Avec la compétition académique qui règne en maître de nos jours, les effets de la musique (en bien comme en mal) sur nos jeunes sont souvent le centre de bien des débats. Le plus souvent, on a tendance à ignorer les bienfaits de la musique sur nos jeunes, et pas seulement en tant que distraction.
Les élèves sont souvent pointés du doigt pour leurs performances sans éclats, et leur niveau, qui semble régresser chaque année, surtout en ce qui concerne les langues. Que ce soit l’anglais ou le français écrit, ou même parlé, la situation laisse vraiment à désirer. L’orthographe et la grammaire font peur, et la conjugaison des verbes est un concept étranger. Alors à qui la faute ? Les enseignants ? La grande majorité sont des personnes dévouées à leur profession. Les élèves ? Certes, il y aura toujours des brebis galeuses, mais si une séance de cours parvient à capter l’attention de l’élève, alors tout signe de paresse sera remplacé par une fervente envie d’apprendre.

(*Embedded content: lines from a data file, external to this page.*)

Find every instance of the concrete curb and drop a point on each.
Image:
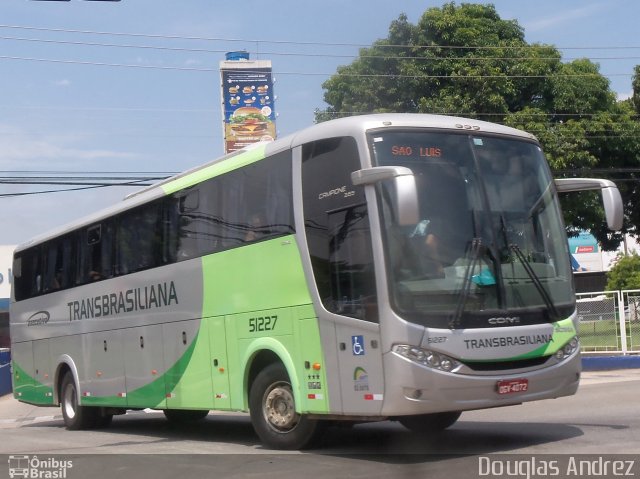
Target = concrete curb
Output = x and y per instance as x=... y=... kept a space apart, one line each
x=606 y=363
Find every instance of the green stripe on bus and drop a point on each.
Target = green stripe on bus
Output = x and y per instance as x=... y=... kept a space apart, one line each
x=246 y=158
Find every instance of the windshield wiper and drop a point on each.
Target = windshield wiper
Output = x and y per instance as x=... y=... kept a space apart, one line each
x=536 y=281
x=473 y=253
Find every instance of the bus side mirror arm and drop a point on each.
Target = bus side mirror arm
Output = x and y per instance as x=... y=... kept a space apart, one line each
x=611 y=198
x=404 y=189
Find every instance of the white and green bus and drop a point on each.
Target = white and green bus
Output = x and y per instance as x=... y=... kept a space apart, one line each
x=404 y=267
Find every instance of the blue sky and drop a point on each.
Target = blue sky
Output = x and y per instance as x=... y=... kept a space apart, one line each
x=152 y=103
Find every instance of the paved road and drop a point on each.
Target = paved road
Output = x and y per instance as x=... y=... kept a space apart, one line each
x=602 y=419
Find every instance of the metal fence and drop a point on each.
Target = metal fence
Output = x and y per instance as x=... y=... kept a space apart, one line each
x=609 y=321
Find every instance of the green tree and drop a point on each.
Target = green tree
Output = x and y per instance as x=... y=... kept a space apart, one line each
x=625 y=273
x=635 y=99
x=465 y=60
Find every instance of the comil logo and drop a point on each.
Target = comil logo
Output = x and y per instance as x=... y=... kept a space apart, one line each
x=504 y=320
x=36 y=468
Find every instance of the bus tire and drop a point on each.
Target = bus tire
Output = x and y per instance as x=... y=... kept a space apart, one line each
x=185 y=415
x=76 y=417
x=273 y=412
x=427 y=423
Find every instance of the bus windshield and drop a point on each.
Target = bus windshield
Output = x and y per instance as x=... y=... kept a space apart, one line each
x=489 y=248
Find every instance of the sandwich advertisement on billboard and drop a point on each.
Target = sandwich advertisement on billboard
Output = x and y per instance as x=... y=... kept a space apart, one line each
x=248 y=102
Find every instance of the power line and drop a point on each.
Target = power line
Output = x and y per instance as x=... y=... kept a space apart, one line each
x=291 y=42
x=299 y=73
x=305 y=54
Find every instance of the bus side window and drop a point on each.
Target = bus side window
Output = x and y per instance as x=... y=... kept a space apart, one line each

Et c’est là que la musique entre en jeu. Oublions les horreurs pop du Top 20, la chanson française regorge de paroliers spectaculaires. De Gainsbourg à Brel, et plus récemment, Bertrand Cantat ou même Grand Corps Malade, ces artistes ont beaucoup contribué à ma propre maîtrise de la langue de Molière. La richesse de leurs textes est tristement ignorée à tort. Je doute fort que ces étudiants en manque d’intérêt en classe ignorent une méthode d’enseignement qui mêlera leur éducation à la musique. De cette introduction à la musique, les élèves pourraient ainsi facilement s’intéresser aux textes plus classiques, comme ceux de Hugo ou de Verlaine. Ce qui est vraiment important, c’est d’inculquer cet amour pour la chose. Ne pas voir la langue comme un outil, mais un art.
Bien sûr, un tel changement dans la méthode d’enseigner impliquera beaucoup de travail, dans la conception même de la méthode. Briser des années de tradition dans la façon de faire des enseignants ne sera pas chose facile. Ils devront être motivés, et plus important encore, persuadés de donner une chance à cette nouvelle manière de procéder.
Comme tout changement important cependant, cette réforme comportera aussi des risques et des difficultés. Le principal danger de cette méthode sera probablement sa capacité à distraire l’élève… Utiliser ces morceaux lyriques tout en retenant l’attention de l’élève sur son objectif, c’est-à-dire l’apprentissage de la langue, sera de mise. Une manière de procéder, par exemple : une dictée. Jouer un morceau à travers un lecteur audio, ou des écouteurs, et demander aux élèves d’écrire ce qu’ils entendent. Les options sont multiples.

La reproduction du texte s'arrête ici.